Les images d'Alain Perreault qui raconte avoir «étranglé» Lyne Massicotte dans son logement de Québec après avoir fumé du cannabis avec elle ont fait le tour des ondes en 2011. L'homme était demeuré le suspect principal depuis la disparition de la femme, en juillet 2003. Au tournant de la décennie, des agents doubles l'ont fait passer à travers plusieurs dizaines de scénarios avant de lui demander une confession sur le meurtre de Lyne Massicotte. M. Perreault a été condamné à la prison à vie, avant que la Cour d'appel ne confirme le verdict.

Procès d'Éric Daudelin

En mars dernier, Éric Daudelin a été condamné à la prison à vie pour le meurtre de la petite Joleil Campeau, survenu 19 ans plus tôt. Ce dossier insoluble est remonté à la surface en 2009, alors que la police déclenchait une opération Mister Big pour piéger Daudelin, soupçonné depuis le début. Après 45 missions accomplies pour le groupe criminel fictif, il est finalement passé aux aveux devant le patron de l'organisation, un agent double déguisé en gangster.

Procès de Gilles Chagnon

«Je lui ai mis trois balles dans la tête», a confié Gilles Chagnon à un policier déguisé en patron d'une prospère organisation criminelle.

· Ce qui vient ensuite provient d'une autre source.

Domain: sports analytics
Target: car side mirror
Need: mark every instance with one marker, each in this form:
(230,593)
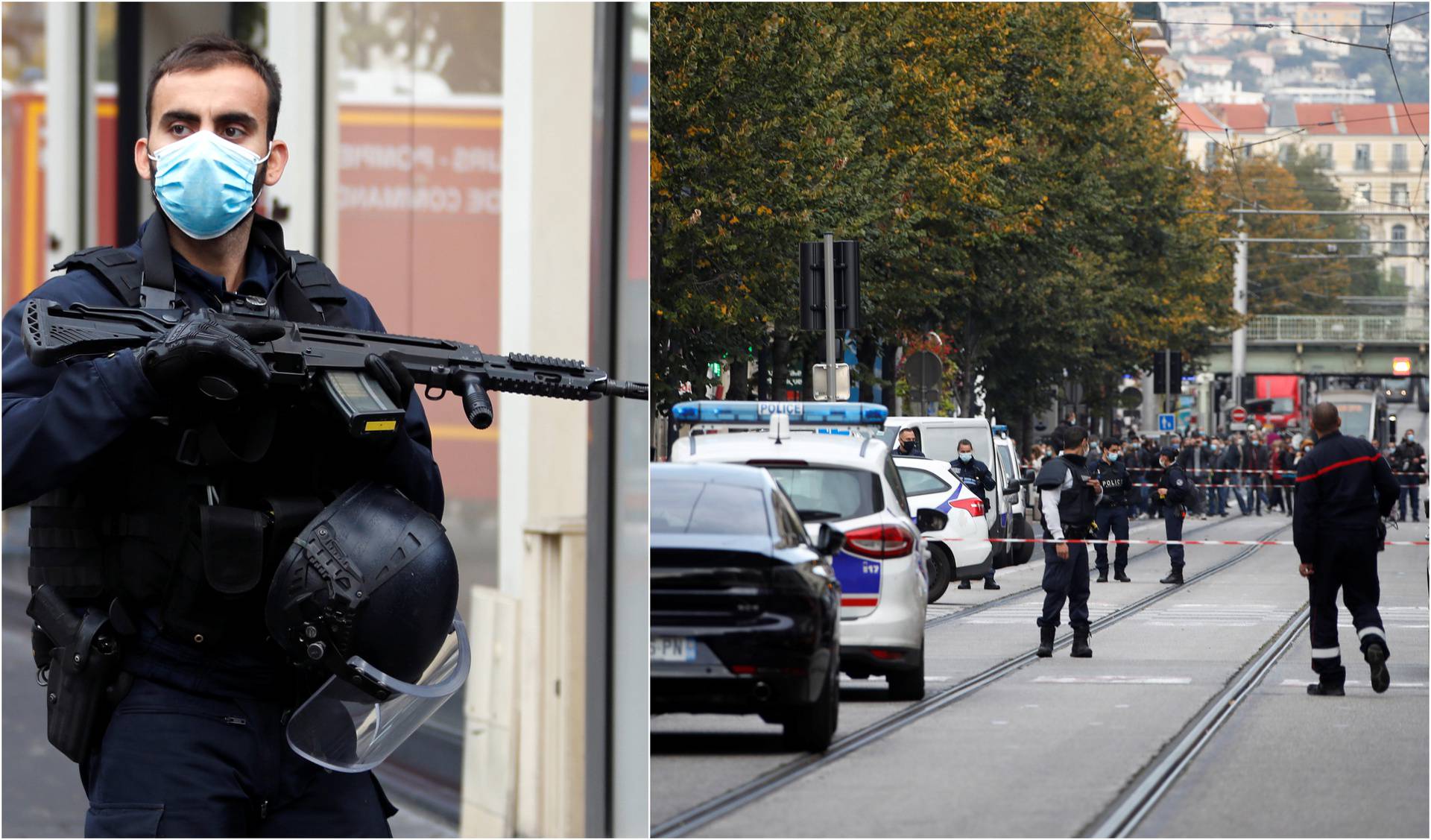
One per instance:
(829,541)
(930,520)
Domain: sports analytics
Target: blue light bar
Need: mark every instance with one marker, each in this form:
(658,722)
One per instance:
(806,414)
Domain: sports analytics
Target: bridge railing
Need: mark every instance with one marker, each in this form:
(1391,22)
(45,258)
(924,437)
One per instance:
(1337,329)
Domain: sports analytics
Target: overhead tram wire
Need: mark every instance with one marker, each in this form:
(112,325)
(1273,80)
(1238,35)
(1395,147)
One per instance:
(1166,92)
(1404,109)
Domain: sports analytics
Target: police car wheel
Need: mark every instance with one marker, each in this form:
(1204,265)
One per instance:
(908,684)
(941,572)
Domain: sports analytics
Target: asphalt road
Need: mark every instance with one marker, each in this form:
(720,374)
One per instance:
(40,795)
(1046,749)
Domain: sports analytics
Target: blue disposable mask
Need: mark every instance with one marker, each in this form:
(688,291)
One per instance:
(206,185)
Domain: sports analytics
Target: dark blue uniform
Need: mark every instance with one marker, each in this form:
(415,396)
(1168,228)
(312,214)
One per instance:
(197,748)
(1344,487)
(1180,493)
(1111,514)
(976,477)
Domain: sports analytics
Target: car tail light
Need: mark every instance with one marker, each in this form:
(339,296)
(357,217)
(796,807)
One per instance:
(879,541)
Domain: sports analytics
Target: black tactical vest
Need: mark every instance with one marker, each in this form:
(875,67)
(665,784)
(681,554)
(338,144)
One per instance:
(142,522)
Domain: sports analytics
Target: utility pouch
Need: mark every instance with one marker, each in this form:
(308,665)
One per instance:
(82,673)
(233,544)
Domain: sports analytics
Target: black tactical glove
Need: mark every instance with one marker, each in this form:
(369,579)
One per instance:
(202,357)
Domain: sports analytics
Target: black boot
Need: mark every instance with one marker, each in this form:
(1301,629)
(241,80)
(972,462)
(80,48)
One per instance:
(1046,642)
(1377,659)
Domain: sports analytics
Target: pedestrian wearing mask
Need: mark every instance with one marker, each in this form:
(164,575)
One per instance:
(1111,514)
(1068,496)
(976,477)
(1410,460)
(908,446)
(1175,490)
(1344,488)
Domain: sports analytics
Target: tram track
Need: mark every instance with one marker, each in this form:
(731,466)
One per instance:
(1128,810)
(771,780)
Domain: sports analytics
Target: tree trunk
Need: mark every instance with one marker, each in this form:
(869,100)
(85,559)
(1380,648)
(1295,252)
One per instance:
(891,375)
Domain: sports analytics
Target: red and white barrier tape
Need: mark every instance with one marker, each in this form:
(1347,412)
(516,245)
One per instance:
(1154,541)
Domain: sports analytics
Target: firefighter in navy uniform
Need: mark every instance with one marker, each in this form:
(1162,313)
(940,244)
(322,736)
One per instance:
(1111,516)
(978,479)
(1174,491)
(1344,493)
(1068,496)
(166,516)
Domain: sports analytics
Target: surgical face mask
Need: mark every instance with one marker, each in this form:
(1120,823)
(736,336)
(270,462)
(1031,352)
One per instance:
(206,185)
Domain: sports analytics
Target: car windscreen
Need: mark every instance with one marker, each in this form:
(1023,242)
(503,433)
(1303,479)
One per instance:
(701,507)
(829,493)
(944,443)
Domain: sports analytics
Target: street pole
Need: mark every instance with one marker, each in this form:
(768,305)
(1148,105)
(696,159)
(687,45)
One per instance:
(1239,303)
(829,314)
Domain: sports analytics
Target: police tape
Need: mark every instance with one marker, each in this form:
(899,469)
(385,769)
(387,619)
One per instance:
(1151,541)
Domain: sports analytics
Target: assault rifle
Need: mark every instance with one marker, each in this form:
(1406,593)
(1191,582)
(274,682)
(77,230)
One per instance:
(314,356)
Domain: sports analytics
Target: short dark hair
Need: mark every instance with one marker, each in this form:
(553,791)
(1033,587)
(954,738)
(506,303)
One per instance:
(206,52)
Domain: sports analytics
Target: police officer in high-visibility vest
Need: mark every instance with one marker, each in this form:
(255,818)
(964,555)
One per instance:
(1175,491)
(1067,499)
(1111,516)
(1344,490)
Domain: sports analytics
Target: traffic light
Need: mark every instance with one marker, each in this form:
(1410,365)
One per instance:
(1166,373)
(846,285)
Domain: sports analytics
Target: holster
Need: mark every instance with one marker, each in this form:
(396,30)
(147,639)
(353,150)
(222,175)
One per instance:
(82,680)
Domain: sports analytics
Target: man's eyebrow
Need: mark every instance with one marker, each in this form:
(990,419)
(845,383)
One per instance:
(238,118)
(183,116)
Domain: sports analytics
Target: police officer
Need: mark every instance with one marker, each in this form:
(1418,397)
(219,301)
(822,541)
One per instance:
(1111,514)
(976,477)
(1068,496)
(1174,491)
(908,446)
(1344,490)
(166,511)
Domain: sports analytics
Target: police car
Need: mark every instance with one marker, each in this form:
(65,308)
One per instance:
(938,437)
(832,464)
(961,550)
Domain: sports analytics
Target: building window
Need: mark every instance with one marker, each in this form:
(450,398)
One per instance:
(1398,158)
(1362,157)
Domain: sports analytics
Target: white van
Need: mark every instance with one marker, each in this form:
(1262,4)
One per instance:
(938,437)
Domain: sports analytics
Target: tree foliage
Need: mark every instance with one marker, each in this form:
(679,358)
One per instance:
(1009,171)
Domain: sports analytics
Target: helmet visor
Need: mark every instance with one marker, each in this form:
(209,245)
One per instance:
(345,729)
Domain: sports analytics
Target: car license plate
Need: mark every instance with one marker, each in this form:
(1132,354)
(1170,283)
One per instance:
(673,648)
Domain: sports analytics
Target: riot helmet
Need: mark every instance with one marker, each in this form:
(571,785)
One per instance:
(367,596)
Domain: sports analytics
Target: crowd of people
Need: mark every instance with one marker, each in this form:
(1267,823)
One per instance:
(1257,468)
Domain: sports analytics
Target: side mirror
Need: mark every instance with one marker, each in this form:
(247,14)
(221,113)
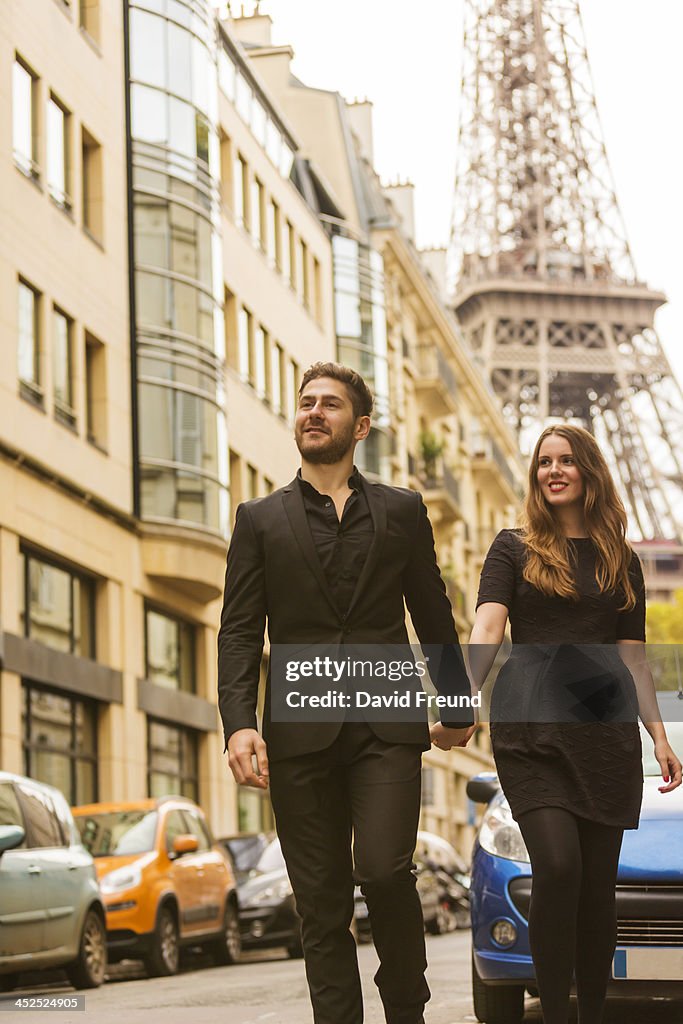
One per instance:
(483,787)
(186,843)
(10,837)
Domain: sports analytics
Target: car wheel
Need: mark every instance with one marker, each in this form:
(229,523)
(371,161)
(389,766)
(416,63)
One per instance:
(88,969)
(164,957)
(227,948)
(497,1004)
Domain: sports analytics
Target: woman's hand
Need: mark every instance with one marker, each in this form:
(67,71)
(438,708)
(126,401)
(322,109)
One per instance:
(671,766)
(444,738)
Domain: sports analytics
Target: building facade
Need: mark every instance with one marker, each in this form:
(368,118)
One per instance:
(185,228)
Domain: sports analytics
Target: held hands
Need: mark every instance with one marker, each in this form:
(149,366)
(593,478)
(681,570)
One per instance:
(671,766)
(444,738)
(242,748)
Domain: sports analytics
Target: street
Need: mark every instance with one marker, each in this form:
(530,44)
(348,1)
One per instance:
(269,988)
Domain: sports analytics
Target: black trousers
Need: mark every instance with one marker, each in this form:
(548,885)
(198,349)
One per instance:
(348,815)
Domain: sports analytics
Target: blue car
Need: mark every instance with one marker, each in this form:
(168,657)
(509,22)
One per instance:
(648,960)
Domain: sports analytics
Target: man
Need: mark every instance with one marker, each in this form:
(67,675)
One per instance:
(328,560)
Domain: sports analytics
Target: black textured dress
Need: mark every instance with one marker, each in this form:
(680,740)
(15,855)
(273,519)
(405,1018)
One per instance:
(563,711)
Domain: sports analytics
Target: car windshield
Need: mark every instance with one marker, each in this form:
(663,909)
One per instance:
(119,833)
(246,851)
(675,736)
(271,859)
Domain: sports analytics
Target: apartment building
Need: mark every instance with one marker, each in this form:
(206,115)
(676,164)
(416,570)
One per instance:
(437,428)
(157,312)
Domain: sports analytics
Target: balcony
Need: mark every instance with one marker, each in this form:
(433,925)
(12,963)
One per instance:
(487,458)
(440,491)
(436,381)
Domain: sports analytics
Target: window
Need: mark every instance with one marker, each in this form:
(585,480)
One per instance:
(241,186)
(292,388)
(252,480)
(29,342)
(91,157)
(245,330)
(89,17)
(260,358)
(227,163)
(62,370)
(56,606)
(317,292)
(25,129)
(169,658)
(58,163)
(60,741)
(256,213)
(276,380)
(172,761)
(43,825)
(288,241)
(272,245)
(95,390)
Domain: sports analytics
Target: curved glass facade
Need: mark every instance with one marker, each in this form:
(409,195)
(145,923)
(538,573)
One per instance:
(182,443)
(361,340)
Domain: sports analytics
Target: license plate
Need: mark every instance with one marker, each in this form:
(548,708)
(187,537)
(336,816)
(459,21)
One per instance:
(648,964)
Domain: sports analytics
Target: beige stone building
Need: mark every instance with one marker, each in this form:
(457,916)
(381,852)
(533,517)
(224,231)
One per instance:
(184,229)
(438,428)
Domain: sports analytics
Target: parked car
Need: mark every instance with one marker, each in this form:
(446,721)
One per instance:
(51,913)
(267,909)
(442,885)
(648,960)
(165,882)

C'était en 2006, 13 ans après le meurtre de Danielle Boucher. Dans une chambre de l'hôtel Reine Elizabeth, Chagnon croyait devoir confesser son passé afin de permettre d'effacer toute trace de ses crimes. Dans les mois précédents, il avait accompli diverses tâches, dont le transport de valises remplies d'argent. Au final, Chagnon a avoué avoir pris part à trois meurtres, mais n'a été condamné que pour celui de Danielle Boucher.

Des opposants

Des avocats qui ont dû se battre contre des opérations Mister Big:

«Ça reprend les inquiétudes que les avocats de la défense émettent depuis 10 à 15 ans. La Cour suprême constate que la méthode d'enquête comporte des dangers: il peut y avoir des débordements qui font que les confessions qu'on obtient le sont dans des conditions qui ne sont pas acceptables au chapitre des règles qu'on s'est données au Canada quant aux relations entre policiers et citoyens.»

- Marc Labelle

«J'ai des dossiers pendants de Mister Big, alors vous vous doutez que j'avais des clients qui étaient assez excités de voir ce que serait la suite des événements. Pour moi, c'est une très bonne nouvelle. C'est assez majeur [...]. Le ministre fédéral de la Justice [qui a le pouvoir d'ordonner de nouveaux procès] doit prendre acte de ce qui a été décidé par la Cour suprême aujourd'hui [hier].»

- Martin Latour

Une opération Mister Big «fait plus que teinter l'image de l'accusé. Ça la peinture à trois couches avec une peinture à l'huile indélébile. Même avec un puissant décapant, tu ne peux pas enlever ça de l'esprit du jury. [...] Je suis content de la décision. Évidemment, j'aurais aimé ça qu'on dise simplement "non"» à ces opérations.